Commonly hunted species in the top 10% of predictions include duiker (Cephalophus zebra, West Africa), warty pig (Sus celebes, Southeast Asia) and two deer (Odocoileus hemionus and O. virginianus, Americas). The white-tailed deer (O. virginianus) was recently confirmed to transmit SARS-CoV-2 to conspecifics via aerosolized virus particles [72].
(c) Bats
Our model identified 35 bat species within the 90th percentile of zoonotic capacity. Within the genus Rhinolophus, our model identified the large rufous horseshoe bat (Rhinolophus rufus) as having the highest probability of zoonotic capacity (0.89). Rhinolophus rufus is a known natural host for bat betacoronaviruses [73] and a congener to three other horseshoe bats harbouring betacoronaviruses with high nucleotide sequence similarity to SARS-CoV-2 (approx. 92–96%) [6,74,75]. For these other three species, our model assigned a range of probabilities for SARS-CoV-2 zoonotic capacity (Rhinolophus affinis (0.58), R. malayanus (0.70) and R. shameli (0.71)) and also predicted relatively high probabilities for two congeners, Rhinolophus acuminatus (0.84) and R. macrotis (0.70). These predictions agree with recent experiments demonstrating efficient viral binding of SARS-CoV-2 RBD for R. macrotis [76] and confirmation of SARS-CoV-2-neutralizing antibodies in field-caught R. acuminatus harbouring a closely related betacoronavirus [77].
Our model also identified 17 species in the genus Pteropus (flying foxes) with high probabilities of zoonotic capacity for SARS-CoV-2. Some of these species are confirmed reservoirs of other zoonotic viruses (e.g. henipaviruses in P. lylei, P. vampyrus, P. conspicillatus and P. alecto), with Southeast Asia also having the most mammal species with a high predicted zoonotic capacity (figure 4). Annual outbreaks attributed to spillover transmission from bats illustrate a persistent epizootic risk to humans [78–80] and confirm that gaps in systematic surveillance of zoonotic viruses, including betacoronaviruses, remain an urgent priority (e.g. [81]).
(d) Rodents
Our model identified 76 rodent species with high zoonotic capacity.

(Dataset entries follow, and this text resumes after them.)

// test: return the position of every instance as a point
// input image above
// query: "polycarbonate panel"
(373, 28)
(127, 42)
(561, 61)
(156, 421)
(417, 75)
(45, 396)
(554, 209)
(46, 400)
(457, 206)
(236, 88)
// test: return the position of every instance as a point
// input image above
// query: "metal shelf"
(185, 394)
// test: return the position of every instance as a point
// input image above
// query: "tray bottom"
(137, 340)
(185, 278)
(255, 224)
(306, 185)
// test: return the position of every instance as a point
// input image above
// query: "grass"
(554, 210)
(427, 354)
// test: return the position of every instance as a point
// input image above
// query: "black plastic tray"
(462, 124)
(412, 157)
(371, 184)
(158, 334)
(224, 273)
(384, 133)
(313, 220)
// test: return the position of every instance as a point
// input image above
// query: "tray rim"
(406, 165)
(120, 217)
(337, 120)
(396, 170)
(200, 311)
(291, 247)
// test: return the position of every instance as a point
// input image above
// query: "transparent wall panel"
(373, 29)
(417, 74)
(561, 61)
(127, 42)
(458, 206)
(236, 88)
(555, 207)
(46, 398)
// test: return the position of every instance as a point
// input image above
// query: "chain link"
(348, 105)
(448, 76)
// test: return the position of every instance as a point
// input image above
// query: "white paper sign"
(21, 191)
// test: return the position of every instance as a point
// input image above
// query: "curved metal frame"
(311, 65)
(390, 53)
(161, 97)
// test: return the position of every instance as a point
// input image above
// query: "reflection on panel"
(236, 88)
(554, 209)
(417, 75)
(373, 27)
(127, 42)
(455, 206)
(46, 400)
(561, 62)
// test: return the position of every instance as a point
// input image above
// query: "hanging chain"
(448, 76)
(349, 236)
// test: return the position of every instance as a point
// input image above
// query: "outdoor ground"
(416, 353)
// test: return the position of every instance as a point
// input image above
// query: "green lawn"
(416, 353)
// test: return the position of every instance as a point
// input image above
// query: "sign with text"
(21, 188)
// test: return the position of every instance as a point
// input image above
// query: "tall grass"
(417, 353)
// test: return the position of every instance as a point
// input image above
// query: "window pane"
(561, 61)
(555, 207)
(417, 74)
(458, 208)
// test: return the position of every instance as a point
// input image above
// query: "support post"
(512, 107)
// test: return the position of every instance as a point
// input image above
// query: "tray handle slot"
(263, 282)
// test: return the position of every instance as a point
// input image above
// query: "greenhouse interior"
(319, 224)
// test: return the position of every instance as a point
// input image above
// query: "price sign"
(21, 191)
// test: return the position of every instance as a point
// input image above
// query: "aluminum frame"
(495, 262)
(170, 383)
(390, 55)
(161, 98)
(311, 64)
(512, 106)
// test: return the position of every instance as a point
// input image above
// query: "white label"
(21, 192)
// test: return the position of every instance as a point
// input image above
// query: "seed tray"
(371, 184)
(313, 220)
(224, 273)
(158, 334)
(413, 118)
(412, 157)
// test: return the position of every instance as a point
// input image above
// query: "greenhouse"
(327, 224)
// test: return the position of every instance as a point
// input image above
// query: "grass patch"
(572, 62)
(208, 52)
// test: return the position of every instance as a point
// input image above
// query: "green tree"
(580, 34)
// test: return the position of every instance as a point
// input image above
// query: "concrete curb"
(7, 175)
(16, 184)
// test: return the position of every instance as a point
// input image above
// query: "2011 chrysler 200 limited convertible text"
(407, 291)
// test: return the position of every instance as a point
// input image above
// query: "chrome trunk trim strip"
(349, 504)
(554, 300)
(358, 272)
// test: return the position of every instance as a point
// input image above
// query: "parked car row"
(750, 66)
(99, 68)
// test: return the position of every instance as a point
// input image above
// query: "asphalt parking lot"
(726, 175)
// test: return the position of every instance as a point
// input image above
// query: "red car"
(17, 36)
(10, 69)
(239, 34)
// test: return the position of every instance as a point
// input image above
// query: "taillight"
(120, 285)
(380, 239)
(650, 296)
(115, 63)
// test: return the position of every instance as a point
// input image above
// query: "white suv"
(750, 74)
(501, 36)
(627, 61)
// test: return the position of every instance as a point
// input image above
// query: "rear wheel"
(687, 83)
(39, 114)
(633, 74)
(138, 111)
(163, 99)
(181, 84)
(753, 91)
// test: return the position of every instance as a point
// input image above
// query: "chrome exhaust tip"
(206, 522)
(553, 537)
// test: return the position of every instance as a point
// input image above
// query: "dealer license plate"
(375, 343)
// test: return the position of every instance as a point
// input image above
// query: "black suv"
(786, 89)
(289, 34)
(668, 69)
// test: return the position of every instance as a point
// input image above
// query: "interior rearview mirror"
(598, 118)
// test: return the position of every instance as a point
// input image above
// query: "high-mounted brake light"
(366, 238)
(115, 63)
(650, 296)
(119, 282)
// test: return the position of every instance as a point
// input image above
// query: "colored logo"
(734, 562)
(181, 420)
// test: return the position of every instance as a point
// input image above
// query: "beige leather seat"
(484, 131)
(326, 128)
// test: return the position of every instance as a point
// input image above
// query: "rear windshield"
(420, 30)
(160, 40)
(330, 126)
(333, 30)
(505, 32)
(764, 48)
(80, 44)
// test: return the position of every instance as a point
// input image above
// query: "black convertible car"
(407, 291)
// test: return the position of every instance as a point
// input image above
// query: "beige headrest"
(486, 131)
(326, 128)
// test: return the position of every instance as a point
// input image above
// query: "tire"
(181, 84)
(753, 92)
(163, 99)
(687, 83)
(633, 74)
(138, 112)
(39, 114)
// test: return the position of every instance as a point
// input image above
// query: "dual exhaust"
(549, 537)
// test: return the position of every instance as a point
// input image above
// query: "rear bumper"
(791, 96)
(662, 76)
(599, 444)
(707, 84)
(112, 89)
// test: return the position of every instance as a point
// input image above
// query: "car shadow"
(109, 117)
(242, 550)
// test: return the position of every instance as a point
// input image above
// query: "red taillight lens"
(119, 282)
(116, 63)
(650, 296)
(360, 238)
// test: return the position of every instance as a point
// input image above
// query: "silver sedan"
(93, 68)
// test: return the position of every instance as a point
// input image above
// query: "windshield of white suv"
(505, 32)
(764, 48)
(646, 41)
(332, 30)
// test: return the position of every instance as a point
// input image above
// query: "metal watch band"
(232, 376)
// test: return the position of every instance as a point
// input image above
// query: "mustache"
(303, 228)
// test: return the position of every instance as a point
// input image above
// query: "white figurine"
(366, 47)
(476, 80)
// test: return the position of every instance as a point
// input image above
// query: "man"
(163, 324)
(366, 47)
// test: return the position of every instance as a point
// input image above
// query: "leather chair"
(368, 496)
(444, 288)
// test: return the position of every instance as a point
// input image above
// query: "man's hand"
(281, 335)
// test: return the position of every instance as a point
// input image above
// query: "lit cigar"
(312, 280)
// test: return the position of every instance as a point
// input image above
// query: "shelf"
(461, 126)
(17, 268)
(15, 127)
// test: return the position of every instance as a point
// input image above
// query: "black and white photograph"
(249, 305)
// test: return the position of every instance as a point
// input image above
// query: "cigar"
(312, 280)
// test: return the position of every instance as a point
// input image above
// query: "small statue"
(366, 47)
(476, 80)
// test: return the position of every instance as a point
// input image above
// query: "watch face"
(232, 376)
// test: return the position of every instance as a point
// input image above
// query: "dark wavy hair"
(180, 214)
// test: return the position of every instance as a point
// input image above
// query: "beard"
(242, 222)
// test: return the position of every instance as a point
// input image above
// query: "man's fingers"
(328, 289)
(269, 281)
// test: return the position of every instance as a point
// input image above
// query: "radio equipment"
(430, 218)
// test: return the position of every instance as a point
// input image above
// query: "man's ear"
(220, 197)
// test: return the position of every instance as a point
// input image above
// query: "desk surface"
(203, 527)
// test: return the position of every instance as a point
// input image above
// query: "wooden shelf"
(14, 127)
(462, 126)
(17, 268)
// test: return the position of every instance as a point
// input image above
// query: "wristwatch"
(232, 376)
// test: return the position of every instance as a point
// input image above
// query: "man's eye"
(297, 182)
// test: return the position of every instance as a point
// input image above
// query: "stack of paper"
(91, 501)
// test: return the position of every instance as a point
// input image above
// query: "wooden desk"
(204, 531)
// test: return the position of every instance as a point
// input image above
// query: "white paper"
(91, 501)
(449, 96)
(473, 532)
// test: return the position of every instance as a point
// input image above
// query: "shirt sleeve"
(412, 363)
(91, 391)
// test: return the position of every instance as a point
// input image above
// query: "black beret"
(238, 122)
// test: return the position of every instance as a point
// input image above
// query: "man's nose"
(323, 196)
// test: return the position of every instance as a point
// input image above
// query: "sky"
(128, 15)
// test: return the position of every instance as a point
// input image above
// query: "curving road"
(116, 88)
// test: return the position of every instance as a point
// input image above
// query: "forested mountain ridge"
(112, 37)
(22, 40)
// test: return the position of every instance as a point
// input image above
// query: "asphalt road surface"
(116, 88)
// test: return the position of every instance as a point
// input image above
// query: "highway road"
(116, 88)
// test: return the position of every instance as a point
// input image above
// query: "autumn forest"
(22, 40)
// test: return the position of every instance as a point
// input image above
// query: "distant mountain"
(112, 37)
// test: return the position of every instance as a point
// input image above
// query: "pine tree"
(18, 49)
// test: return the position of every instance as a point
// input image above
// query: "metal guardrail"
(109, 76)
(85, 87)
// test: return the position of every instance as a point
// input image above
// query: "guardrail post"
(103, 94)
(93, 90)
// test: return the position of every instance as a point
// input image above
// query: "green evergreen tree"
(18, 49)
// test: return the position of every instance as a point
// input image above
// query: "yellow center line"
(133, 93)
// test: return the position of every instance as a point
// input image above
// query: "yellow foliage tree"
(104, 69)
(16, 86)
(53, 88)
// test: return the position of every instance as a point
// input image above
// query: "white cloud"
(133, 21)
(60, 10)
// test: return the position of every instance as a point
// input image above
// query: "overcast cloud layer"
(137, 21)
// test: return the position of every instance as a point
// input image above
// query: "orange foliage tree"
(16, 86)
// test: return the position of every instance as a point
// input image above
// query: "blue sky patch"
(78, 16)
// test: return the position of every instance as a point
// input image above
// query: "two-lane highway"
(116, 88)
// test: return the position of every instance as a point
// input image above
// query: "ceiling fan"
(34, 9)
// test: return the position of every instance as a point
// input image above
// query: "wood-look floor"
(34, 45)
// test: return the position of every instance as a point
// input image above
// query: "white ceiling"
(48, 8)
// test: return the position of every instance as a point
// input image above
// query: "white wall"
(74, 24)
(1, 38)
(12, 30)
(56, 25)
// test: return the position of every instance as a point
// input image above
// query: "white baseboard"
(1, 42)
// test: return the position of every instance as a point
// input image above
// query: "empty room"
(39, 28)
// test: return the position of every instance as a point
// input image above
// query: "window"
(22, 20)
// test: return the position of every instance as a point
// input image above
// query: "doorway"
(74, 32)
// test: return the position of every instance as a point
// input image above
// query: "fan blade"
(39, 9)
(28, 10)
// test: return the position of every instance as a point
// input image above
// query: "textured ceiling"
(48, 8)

Among these are the deer mouse (Peromyscus maniculatus) and white-footed mouse (P. leucopus), which are reservoirs for multiple zoonotic pathogens and parasites in North America [82–84]. Experimental infection, viral shedding and sustained intraspecific transmission of SARS-CoV-2 were recently confirmed for P. maniculatus [65,66]. Also in the top 10% were two rodents considered to be human commensals whose geographic ranges are expanding due to human activities: Rattus argentiventer (0.84) and R. tiomanicus (0.79) (electronic supplementary material, file S1) [85–87]. It is notable that many of these rodent species are preyed upon by carnivores, such as the red fox (Vulpes vulpes) or domestic cats (Felis catus) who themselves were predicted to have high zoonotic capacity by our model.